From Michel Pelletier
Subject Re: Using Expanded Objects other than Arrays from plpgsql
Date
Msg-id CACxu=v+dn37zr8gx5xNP-EZY3OLtGLTHrbx_ZkCQc40HpyMLKA@mail.gmail.com
Whole thread Raw
In response to Re: Using Expanded Objects other than Arrays from plpgsql  (Tom Lane <tgl@sss.pgh.pa.us>)
List pgsql-hackers
On Thu, Oct 24, 2024 at 11:32 AM Tom Lane <tgl@sss.pgh.pa.us> wrote:
I wrote:
> ... I'm still writing up
> details, but right now I'm envisioning completely separate sets of
> rules for the prosupport case versus the no-prosupport case.

So here is the design I've come up with for optimizing R/W expanded
object updates in plpgsql without any special knowledge from a
prosupport function.  AFAICS this requires no assumptions at all
about the behavior of called functions, other than the bare minimum
"you can't corrupt the object to the point where it wouldn't be
cleanly free-able".  In particular that means it can work for
user-written called functions in plpgsql, SQL, or whatever, not
only for C-coded functions.

Great, I checked with the upstream library authors and they verified that the object can't be corrupted to where it can't be freed.  Since my expanded objects are just a box around a library handle, I use a MemoryContext callback to call the library free function when the context cleans up, and we can't think of a path where that will fail.
 

There are two requirements to apply the optimization:

* If the assignment statement is within a BEGIN ... EXCEPTION block,
its target variable must be declared inside the most-closely-nested
such block.  This ensures that if an error is thrown from within the
assignment statement's expression, we do not care about the value
of the target variable, except to the extent of being able to clean
it up.

My users are writing algebraic expressions to be done in bulk on GPUs, etc.  I don't think I have to worry too much about wrapping stuff in exception blocks while handling my library objects.

<snip>
While I've not tried to write any code yet, I think both of these
conditions should be reasonably easy to verify.
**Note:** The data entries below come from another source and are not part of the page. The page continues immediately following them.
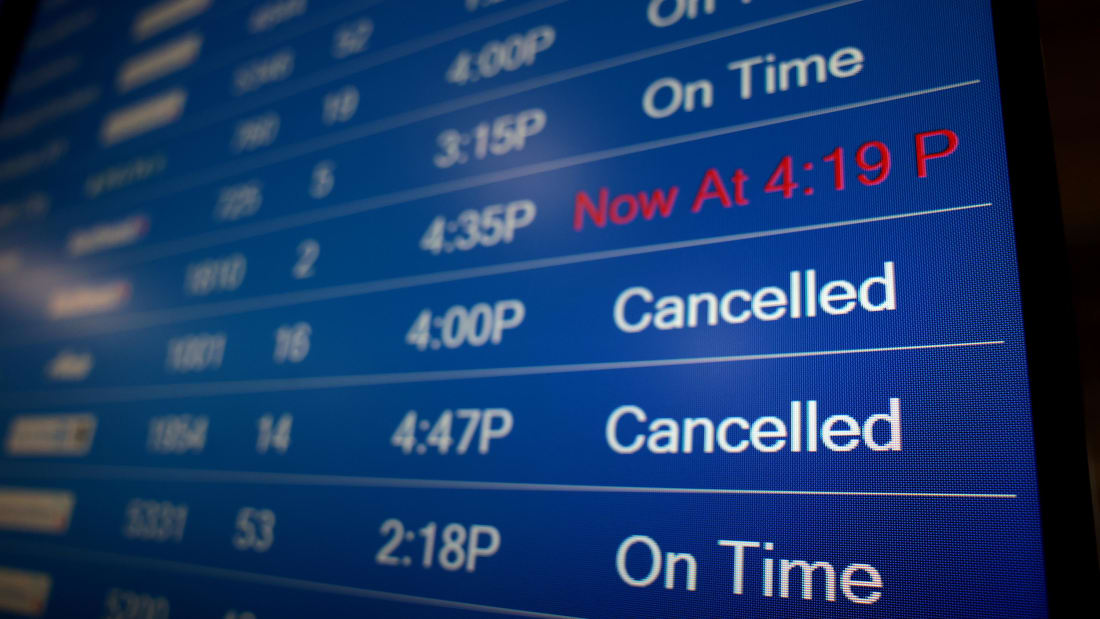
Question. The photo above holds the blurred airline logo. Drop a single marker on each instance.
(51, 434)
(35, 510)
(107, 235)
(81, 300)
(69, 366)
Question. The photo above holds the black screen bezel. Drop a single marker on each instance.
(1054, 375)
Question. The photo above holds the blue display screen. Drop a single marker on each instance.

Given that those conditions are met and the current value of the
assignment target variable is a R/W expanded pointer, we can
execute the assignment as follows:

<snip>
So, while this design greatly expands the set of cases we can
optimize, it does lose some cases that the old approach could
support.  I envision addressing that by allowing a prosupport
function attached to the RHS' topmost function to "bless"
other cases as safe, using reasoning similar to the old rules.
(Or different rules, even, but it's on the prosupport function
to be sure it's safe.)  I don't have a detailed design in mind,
but I'm thinking along the lines of just passing the whole RHS
expression to the prosupport function and letting it decide
what's safe.  In any case, we don't need to even call the
prosupport function unless there's an exception block or
multiple RHS references to the target variable.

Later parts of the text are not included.